The crypto market experienced a notable downturn on Wednesday, with major cryptocurrencies slipping about 4%, bringing fresh scrutiny to Bitcoin (BTC)’s market performance.
By mid-afternoon trading, Bitcoin was down approximately 5%, hovering around $71,240. This retreat has led analysts to ponder whether the current decline is merely a temporary setback or the onset of a more profound market correction.
Deeper Bitcoin Retracement Ahead?
Market analyst Crypto Con recently highlighted on the social media platform X that Bitcoin’s current struggle closely mirrors the trajectory of the 2022 bear market, following an initial phase of more severe short-term losses.

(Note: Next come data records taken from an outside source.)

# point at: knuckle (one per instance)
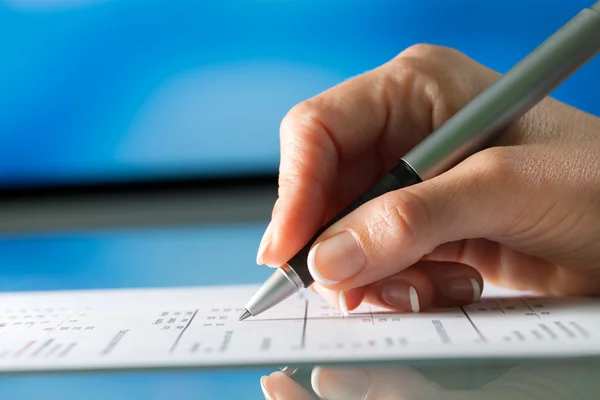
(424, 50)
(403, 215)
(303, 124)
(493, 162)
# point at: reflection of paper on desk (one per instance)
(198, 327)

Utilizing historical cycle patterns, Crypto Con projected potential price movements indicating that Bitcoin could descend towards $45,000, with an even more extended drawdown possibly leading as low as $35,000. He pointed out that various technical indicators suggest there’s still more room for decline before reaching cyclical lows, with key support levels clustering around the $35,000–$45,000 range.
“It’s the last drop that does most of the damage, which has been the part that decreases every cycle,” he observed, emphasizing that historically, the most severe corrections often occur in the October-November period.
Macroeconomic factors are further amplifying the prevailing caution among investors. On the same day, the Federal Reserve (Fed) maintained its policy rate at 3.5%–3.75%, a move that was largely anticipated.
Market expert Kyle Chassé weighed in on the Fed outcome, suggesting that Chair Jerome Powell’s recent comments present a challenging environment for risk assets like Bitcoin. The Fed’s latest projections indicate a single rate cut by 2026, unchanged since December, while its inflation forecast edged up to 2.7% from 2.5%, a shift that Powell partly attributed to rising oil prices.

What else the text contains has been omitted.